By Wendy Sarubbi | October 13, 2014 12:01 pm

College of Medicine faculty member and geriatrics specialist Dr. Mariana Dangiolo has been appointed to the state’s new Alzheimer’s Disease Research Grant Advisory Board, created to help fund research into the prevention and cure of the neurodegenerative disease.

Florida has an estimated 500,000 residents with Alzheimer’s disease of America’s 5.2 million sufferers. During the 2014 legislative session, Florida lawmakers approved $3 million in funding to improve the health and well-being of Floridians living with Alzheimer’s and to fund research for prevention and a cure.

The 11-member Alzheimer’s Disease Research Grant Advisory Board will advise the State Surgeon General on the scope and direction of the new Alzheimer’s disease research. Dr. Dangiolo is one of two geriatricians in the state appointed to the advisory group. “This board brings together expertise that will advance Alzheimer’s research in Florida,” said State Surgeon General and Secretary of Health Dr. John Armstrong. “This program demonstrates Florida’s dedication to finding a cure for this disease that affects too many of our loved ones and their families.”

Dr. Dangiolo is an assistant professor of geriatrics and family medicine at the UCF College of Medicine and serves as director of geriatrics and palliative medicine. She is also a board-certified family and geriatric physician who cares for patients at UCF Health, the College of Medicine’s physician practice. She received her M.D. degree at Universidad de Buenos Aires, Facultad de Medicina. She completed her family practice residency at the Mayo Clinic and her fellowship in geriatrics at Stanford. She is the two-time recipient of the UCF Richard Tucker Competitive Gerontology Research Award. She is fluent in English, Spanish, French and Italian.

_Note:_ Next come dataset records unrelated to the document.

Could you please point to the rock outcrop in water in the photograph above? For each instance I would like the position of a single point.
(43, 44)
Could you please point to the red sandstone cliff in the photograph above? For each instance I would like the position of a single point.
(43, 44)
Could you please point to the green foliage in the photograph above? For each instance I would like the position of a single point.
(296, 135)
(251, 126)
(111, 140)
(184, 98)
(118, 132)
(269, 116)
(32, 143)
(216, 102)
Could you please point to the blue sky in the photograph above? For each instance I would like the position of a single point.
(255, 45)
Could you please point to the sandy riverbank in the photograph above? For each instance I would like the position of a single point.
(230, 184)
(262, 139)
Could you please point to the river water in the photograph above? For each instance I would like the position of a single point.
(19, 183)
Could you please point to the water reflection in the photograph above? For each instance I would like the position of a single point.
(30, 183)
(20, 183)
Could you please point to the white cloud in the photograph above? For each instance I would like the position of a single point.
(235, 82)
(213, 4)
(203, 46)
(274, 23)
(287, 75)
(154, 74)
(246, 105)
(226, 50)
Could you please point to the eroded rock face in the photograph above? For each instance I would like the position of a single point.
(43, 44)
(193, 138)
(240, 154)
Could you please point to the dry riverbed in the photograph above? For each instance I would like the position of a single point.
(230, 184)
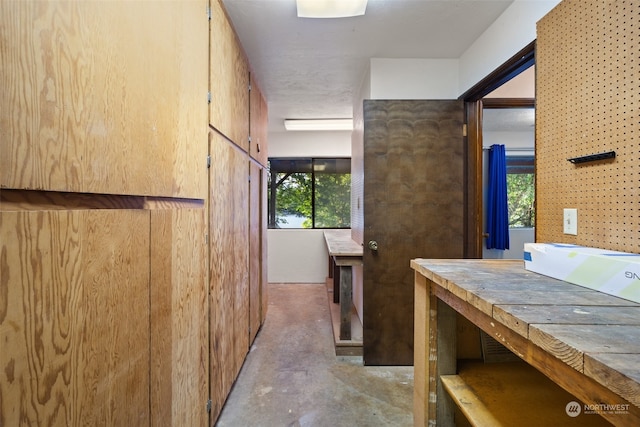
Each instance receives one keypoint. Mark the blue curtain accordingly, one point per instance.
(497, 209)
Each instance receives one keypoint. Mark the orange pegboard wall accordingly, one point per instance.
(588, 102)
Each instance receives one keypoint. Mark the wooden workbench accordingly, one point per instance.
(584, 341)
(344, 253)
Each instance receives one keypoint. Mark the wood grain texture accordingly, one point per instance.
(229, 265)
(179, 341)
(572, 355)
(74, 317)
(264, 296)
(99, 101)
(586, 103)
(624, 380)
(413, 206)
(229, 76)
(41, 317)
(258, 124)
(26, 200)
(256, 256)
(116, 329)
(519, 317)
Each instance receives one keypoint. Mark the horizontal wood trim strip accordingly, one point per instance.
(34, 200)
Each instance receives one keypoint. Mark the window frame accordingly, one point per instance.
(272, 189)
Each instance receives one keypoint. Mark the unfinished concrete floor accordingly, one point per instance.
(292, 376)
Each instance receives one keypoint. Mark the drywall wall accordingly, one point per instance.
(511, 32)
(414, 78)
(297, 256)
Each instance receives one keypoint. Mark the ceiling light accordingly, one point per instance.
(330, 8)
(318, 124)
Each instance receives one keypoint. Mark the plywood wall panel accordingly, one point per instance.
(587, 103)
(258, 124)
(255, 249)
(98, 100)
(74, 317)
(229, 265)
(229, 77)
(179, 341)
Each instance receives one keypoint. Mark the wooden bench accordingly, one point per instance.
(583, 343)
(344, 253)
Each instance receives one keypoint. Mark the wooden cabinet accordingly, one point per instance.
(117, 243)
(178, 318)
(229, 107)
(99, 98)
(258, 126)
(74, 317)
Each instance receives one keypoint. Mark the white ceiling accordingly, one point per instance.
(311, 68)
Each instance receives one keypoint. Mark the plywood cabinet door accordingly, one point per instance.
(229, 265)
(259, 124)
(74, 317)
(179, 320)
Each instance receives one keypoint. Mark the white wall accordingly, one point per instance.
(511, 32)
(407, 78)
(310, 144)
(299, 255)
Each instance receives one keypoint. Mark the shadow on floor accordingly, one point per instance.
(292, 376)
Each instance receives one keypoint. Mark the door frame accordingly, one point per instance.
(473, 106)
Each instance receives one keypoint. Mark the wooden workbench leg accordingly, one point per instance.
(443, 359)
(434, 355)
(345, 302)
(420, 351)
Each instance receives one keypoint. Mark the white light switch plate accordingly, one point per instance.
(571, 221)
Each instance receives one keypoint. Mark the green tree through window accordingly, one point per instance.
(309, 193)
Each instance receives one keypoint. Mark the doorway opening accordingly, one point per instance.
(496, 98)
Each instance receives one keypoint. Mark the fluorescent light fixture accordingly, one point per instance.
(330, 8)
(318, 124)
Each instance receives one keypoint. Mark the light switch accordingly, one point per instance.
(571, 221)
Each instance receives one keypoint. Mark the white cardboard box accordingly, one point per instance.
(611, 272)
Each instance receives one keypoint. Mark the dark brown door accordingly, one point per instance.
(413, 208)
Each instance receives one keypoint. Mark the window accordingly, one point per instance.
(521, 191)
(309, 193)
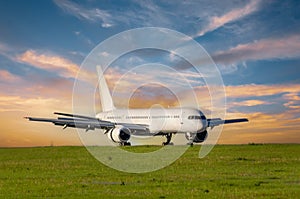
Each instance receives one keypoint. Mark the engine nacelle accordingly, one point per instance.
(200, 137)
(119, 134)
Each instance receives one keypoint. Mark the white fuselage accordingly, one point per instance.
(172, 120)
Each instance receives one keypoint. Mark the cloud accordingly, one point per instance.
(233, 15)
(293, 100)
(249, 103)
(6, 76)
(92, 15)
(283, 48)
(49, 63)
(54, 63)
(254, 90)
(262, 128)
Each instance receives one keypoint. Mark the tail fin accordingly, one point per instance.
(105, 96)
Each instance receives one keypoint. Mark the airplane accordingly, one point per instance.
(121, 124)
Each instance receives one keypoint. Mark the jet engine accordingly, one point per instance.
(200, 137)
(119, 134)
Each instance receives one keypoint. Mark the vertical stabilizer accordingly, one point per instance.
(105, 96)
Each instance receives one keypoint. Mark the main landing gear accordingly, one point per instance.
(169, 137)
(125, 144)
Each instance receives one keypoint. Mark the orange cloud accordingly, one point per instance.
(262, 128)
(252, 90)
(8, 77)
(288, 47)
(249, 103)
(54, 63)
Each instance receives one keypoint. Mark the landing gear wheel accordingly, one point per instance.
(169, 137)
(125, 144)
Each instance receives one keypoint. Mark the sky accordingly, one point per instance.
(255, 44)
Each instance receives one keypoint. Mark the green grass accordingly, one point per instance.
(237, 171)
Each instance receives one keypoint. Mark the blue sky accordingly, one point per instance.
(255, 44)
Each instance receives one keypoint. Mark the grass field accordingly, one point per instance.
(229, 171)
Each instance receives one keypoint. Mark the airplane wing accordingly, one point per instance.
(84, 122)
(218, 121)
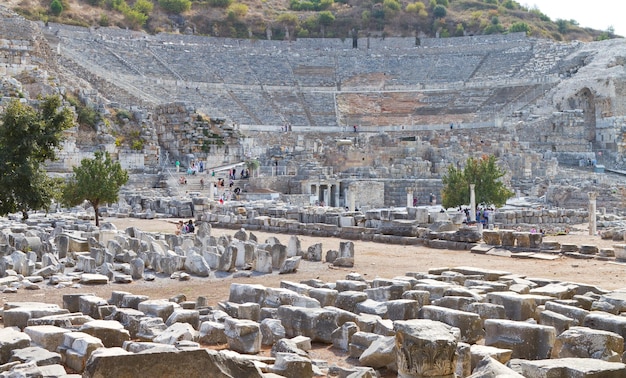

“Whether it’s in her research or patient care, Dr. Dangiolo’s focus is on healthy aging for seniors,” said Dr. Ralph Caruana, the medical school’s associate dean for clinical affairs. “She is passionate about helping seniors stay vital and active in their twilight years. Her expertise and her compassion will be a tremendous asset as Florida battles Alzheimer’s disease.”

The board’s first face-to-face meeting is in November in Orlando and Dr. Dangiolo is eager to hear from members of the scientific research community who have ideas on possible research projects. “I am honored by this appointment,” she said, “and this new opportunity to serve my beloved seniors.”